Reduction of False Positives in Online Outlier Detection over Time Series using Ensemble Learning
Alaiñe Iturria Aguinaga
14/04/2023
- DIRECTORES: Javier Del Ser Lorente and Francisco Herrera Triguero
- UNIVERSIDAD: Universidad de Granada
ABSTRACT
The identification of unusual patterns or anomalous features allows critical information to be extracted from data. With the development of the Internet of Things, real-time time series anomaly detection has become a relevant task in many domains, including fault detection in the manufacturing industry, intrusion detection in cybersecurity, and fraud detection in banks. Within this research area, online time series anomaly detection is a more challenging task compared to classical outlier detection for several reasons. First, a complete dataset is not available for training, and therefore, training must be performed incrementally. Second, every new incoming data sample must be processed once without multiple passes through the entire dataset (i.e., one-pass learning). Third, the distribution of data is non-stationary and can change over time (concept drift), requiring the inclusion of adaptation/forgetting mechanisms in outlier detection methods. These constraints hinder the design of online methods that effectively detect anomalies in time series data under such challenging conditions.
This Thesis delves into research around the detection of anomalies in online time series. In recent years, several proposals for online time series anomaly detection algorithms have gradually emerged. However, the literature study performed in this Thesis has identified two crucial shortcomings in online time series anomaly detection: the scarcity of open-source software and the high rate of false positives and negatives of state-of-the-art proposals.
To reduce false positives, the Thesis focuses on ensemble techniques. Ensemble techniques are helpful to solve this type of problem since they can reduce the dependence of the model on the data set and complement the weaknesses of single detectors while enhancing their strengths.
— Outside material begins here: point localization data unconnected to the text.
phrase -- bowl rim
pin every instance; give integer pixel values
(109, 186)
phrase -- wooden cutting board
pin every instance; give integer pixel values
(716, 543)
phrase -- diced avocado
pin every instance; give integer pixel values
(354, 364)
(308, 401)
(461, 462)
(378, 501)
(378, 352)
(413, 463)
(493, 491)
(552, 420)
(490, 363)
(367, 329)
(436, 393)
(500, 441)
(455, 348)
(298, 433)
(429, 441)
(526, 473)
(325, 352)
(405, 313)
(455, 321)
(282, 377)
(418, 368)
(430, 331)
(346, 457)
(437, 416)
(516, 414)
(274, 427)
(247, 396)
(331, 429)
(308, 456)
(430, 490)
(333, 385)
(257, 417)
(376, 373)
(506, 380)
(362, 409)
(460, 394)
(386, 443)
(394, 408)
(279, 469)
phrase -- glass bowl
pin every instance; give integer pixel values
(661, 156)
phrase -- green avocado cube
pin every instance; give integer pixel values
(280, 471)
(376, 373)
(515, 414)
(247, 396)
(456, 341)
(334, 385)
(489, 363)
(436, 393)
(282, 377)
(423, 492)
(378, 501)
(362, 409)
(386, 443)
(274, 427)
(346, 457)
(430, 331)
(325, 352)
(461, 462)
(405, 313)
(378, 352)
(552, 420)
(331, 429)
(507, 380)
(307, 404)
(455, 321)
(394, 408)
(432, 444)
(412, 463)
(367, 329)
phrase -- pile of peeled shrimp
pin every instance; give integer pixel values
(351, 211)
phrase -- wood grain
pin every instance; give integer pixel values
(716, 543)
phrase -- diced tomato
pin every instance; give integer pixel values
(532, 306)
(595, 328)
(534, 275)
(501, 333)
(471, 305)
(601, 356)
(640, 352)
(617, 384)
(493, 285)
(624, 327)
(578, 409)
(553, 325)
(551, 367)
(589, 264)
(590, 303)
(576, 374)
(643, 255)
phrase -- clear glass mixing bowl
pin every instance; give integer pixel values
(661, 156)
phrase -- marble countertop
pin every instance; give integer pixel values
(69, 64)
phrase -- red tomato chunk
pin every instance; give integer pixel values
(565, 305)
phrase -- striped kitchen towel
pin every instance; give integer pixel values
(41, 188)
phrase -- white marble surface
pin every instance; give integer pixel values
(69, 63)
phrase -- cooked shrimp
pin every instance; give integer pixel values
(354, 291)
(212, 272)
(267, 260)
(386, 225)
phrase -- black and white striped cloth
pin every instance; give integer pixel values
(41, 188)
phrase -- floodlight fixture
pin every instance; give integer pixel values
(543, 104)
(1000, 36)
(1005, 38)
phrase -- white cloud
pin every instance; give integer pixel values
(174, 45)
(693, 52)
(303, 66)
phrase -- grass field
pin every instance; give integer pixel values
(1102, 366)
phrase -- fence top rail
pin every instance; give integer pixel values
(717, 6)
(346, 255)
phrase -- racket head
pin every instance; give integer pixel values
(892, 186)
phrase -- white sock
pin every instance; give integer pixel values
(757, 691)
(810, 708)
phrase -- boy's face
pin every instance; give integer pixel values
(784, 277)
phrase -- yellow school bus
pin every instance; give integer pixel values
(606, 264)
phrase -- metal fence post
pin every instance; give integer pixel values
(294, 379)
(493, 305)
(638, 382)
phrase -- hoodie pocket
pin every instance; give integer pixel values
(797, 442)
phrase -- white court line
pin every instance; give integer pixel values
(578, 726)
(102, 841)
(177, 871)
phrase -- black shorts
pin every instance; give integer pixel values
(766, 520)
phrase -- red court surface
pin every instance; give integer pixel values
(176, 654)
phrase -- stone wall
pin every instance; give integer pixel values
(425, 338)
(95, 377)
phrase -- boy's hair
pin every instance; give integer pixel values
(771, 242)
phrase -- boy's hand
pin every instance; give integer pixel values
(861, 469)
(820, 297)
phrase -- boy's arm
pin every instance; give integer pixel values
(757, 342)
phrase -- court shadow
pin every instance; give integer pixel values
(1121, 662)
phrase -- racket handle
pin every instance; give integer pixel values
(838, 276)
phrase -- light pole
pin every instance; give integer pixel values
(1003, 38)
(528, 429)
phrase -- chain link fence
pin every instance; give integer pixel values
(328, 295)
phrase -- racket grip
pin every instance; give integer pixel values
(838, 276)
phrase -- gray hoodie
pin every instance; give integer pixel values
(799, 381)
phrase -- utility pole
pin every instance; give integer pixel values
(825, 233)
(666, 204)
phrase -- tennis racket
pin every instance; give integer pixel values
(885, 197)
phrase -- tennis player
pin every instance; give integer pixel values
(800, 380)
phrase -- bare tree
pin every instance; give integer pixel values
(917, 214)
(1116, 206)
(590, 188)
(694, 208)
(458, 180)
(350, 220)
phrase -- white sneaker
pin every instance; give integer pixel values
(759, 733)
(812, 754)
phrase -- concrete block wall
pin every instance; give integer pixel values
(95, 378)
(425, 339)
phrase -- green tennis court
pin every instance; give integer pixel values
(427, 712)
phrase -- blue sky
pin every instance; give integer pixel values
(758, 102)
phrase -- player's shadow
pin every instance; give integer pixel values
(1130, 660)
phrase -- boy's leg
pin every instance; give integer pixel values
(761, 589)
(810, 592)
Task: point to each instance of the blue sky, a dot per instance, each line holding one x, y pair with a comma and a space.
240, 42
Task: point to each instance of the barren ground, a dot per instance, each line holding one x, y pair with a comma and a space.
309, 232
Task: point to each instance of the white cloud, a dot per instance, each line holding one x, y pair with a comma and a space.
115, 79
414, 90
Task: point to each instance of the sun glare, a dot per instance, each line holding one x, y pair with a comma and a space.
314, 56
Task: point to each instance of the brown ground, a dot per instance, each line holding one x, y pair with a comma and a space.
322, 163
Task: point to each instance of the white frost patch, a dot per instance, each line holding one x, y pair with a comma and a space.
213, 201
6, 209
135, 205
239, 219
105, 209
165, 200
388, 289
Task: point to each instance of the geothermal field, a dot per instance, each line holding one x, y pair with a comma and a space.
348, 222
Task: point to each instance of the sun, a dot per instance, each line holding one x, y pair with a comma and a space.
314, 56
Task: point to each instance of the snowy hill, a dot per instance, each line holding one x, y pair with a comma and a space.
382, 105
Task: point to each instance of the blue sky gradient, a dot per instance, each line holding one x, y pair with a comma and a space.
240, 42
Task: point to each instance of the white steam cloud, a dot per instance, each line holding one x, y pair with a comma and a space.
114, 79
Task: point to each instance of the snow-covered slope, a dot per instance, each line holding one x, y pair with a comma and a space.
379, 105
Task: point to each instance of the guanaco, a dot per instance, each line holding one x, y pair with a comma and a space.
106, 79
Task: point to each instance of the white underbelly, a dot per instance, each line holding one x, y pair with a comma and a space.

Furthermore, several of the most recent studies on anomaly detection demonstrate that ensembles or multiple classifier systems are the most promising research line to obtain robust and accurate detectors.
In order to provide more open source software, the first significant contribution of this thesis is the implementation of an efficient and easy-to-use R library named otsad and the comparative study of implemented detectors. Otsad is the first R package that collects a set of online time-series anomaly detectors: PEWMA, SD-EWMA, TSSD-EWMA, KNN-LDCD, KNN-CAD, and CAD-OSE. It also implements a new false positive reduction technique to improve detectors' results significantly. Inspired by a real-life situation where there is a time-lapse between an alarm being triggered and until corrective action is taken, our proposal uses the number of processed data points between two detected anomalies to reduce the number of false positives. Furthermore, it also includes some advanced functionalities, such as the NAB detector measurement technique and a visualization function. Finally, a comparative study of the effectiveness and efficiency of the implemented methods was carried out to add value to the work.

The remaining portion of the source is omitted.